Places like the Boat Street Café, the first restaurant opened by chef/author Renee Erickson. She was content with Boat Street and successful and then courted. Those courtships have spawned three more lovely Seattle dining spots: The Walrus and the Carpenter, The Whale Wins, and Barnacle Bar. Each of her restaurants forges its own path, but they are synchronized and do share the branding and tastes that have made Renee such a grand success.
With all those restaurants and years of menus and experiences, Renee sat down one night and began to assemble seasonal meals using the recipes from all four of her restaurants. At first, it was a fun exercise but she quickly realized she had the basis for a wonderful book. This book.
Renee takes us through all four seasons offering three meals for each season. Big meals with lots of courses based on the sea and the surrounding farms. I said “meals” but I should have said “feasts” for feasts these are.
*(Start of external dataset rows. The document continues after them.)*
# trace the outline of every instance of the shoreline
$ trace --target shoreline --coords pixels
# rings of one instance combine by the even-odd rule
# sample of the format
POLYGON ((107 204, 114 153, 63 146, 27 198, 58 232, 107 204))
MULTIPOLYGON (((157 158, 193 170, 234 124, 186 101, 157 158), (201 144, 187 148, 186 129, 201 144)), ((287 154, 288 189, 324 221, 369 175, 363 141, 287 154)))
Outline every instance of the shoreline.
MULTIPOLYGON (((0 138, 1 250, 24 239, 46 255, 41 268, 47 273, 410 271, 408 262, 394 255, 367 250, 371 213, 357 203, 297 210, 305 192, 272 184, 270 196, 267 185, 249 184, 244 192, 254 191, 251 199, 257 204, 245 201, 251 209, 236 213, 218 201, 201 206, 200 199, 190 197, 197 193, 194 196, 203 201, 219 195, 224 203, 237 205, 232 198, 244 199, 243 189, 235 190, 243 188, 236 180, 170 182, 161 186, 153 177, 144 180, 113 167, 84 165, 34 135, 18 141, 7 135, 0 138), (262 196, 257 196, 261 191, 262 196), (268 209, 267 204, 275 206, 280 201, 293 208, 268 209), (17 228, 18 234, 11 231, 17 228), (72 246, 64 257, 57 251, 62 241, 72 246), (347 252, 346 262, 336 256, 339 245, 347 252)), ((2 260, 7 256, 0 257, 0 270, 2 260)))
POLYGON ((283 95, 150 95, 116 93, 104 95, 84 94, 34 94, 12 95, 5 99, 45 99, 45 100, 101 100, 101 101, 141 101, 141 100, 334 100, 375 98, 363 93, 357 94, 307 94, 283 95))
Here’s an example, a summer feast from Renee, her Lamb and Rose Dinner:
Two Tartines: One with Chili-Marinated Anchovies and Butter and One with Ricotta Tartine with Pickled Scapes and Fennel
Pacific Octopus Salad with Grilled Beets, Chermoula, Shaved Fennel and Parsley Salad
Grilled Bread
Grilled King Salmon with Walnut Tarator and Cherry Tomato Salad
Harissa-Rubbed Roasted Lamb
Grilled Treviso Radicchio with Anchovy Vinaigrette and Bread Crumbs
Meringues with Apricots, Berries and Cream
This is a dinner you don’t prepare that afternoon before. This is a meal that can take a week of shopping, prepping, arranging, and finally assembling into a long evening of perfected flavors. This menu is typical in offering protein from the sea and land, that salmon and the lamb. The individual dishes do show Renee’s penchant for little things that make for a big meal. That first tartine comes, not with just anchovies, but chili-marinated anchovies. The salmon is served with walnut tarator, a mix of nuts, bread, garlic, and olive oil.
You’ll find other “extras” as you meander the pages. There is the Vanilla Bean Salt to be used on tomatoes. Or on top of ice cream.
Inventive, creative and perfected, this quality cookbook can be your companion throughout the year. Do you need to fashion a feast? Then you need A Boat, A Whale & A Walrus.